China’s key industrial production growth accelerated to a five-month high last month, the government announced yesterday as a series of statistics gave positive pointers for the world’s second-largest economy.
Industrial production, which measures output at factories, workshops and mines, rose 9.7 percent year-on-year, well above analyst expectations of 9 percent in a survey by Dow Jones Newswires.
Authorities also announced steady expansion in retail sales and fixed asset investment, and a benign inflation figure of 2.7 percent, unchanged on last month.
Analysts said the figures pointed to a more stable outlook for China’s economy — seen as a key driver of global growth — after months of mounting pessimism.
Lu Ting (陸挺), a Hong Kong-based economist for Bank of America Merrill Lynch, said the “overall figures are actually very good, especially the industrial output figure.”
China’s GDP — seen as a key driver of global growth — expanded 7.8 percent last year, its slowest annual pace in 13 years. Growth slipped to 7.7 percent in the January-to-March period and slowed further to 7.5 percent in the second quarter, raising alarm bells among economists over possible further weakness.
However, after Friday’s figures Lu said: “The momentum, if maintained, would in fact make everyone’s estimation about the second half rather pessimistic, so we will likely see a round of GDP forecast upgrades soon.”
The output figures came on the heels of robust trade figures on Thursday. Exports and imports, which had contracted in June, rebounded last month, growing 5.1 percent and 10.9 percent year-on-year respectively, customs said.
Two-way trade rose 7.8 percent year-on-year, slightly lower than the government’s eight percent target for this year, but “showing a stabilizing and recovering trend,” customs said.
Last month’s output growth figure was higher than June’s 8.9 percent and marked the best performance since the 9.9 percent recorded for January and February, which were released together due to distortions related to Lunar New Year.
Separately, retail sales, a key indicator for consumer spending, rose 13.2 percent last month compared with the same month last year, the National Bureau of Statistics (NBS) said, only a marginal slowing from 13.3 percent in June.

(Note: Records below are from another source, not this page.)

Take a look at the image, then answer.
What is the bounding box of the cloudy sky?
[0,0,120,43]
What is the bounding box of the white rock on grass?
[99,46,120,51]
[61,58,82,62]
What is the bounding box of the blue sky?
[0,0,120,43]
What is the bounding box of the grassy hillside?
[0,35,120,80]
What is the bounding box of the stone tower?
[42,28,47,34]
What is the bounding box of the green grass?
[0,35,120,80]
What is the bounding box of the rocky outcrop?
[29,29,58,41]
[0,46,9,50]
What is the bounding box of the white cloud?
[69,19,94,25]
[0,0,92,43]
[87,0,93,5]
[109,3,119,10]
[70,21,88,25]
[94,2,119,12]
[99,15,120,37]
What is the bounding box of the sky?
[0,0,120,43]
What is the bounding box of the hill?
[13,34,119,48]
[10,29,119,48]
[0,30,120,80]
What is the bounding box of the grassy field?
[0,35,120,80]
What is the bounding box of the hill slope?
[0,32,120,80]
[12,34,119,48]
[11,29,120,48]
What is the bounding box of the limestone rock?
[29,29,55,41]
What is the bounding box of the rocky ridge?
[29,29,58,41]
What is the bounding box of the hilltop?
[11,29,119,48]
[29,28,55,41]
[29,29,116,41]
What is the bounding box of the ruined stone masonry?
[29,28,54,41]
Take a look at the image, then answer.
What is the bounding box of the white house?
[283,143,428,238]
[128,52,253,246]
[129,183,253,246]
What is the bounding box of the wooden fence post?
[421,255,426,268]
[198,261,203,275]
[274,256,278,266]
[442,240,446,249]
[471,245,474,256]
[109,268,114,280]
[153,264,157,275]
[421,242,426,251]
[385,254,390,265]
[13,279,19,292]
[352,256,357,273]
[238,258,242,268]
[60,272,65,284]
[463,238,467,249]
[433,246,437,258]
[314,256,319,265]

Growth in fixed asset investment, a key measure of government spending on infrastructure, increased 20.1 percent during the first seven months of this year compared with the same period last year, the NBS said, unchanged on last month’s rate.
Yesterday, the NBS said inflation held steady at 2.7 percent year-on-year last month, a result seen as potentially giving the authorities some leeway to take measures to boost the economy, if needed.
The consumer price index (CPI) rise was marginally below market expectations of 2.8 percent, according to the Dow Jones survey. CPI has broadly eased since hitting 3.2 percent in February during the Lunar New Year holiday, although it rebounded in June to a four-month high.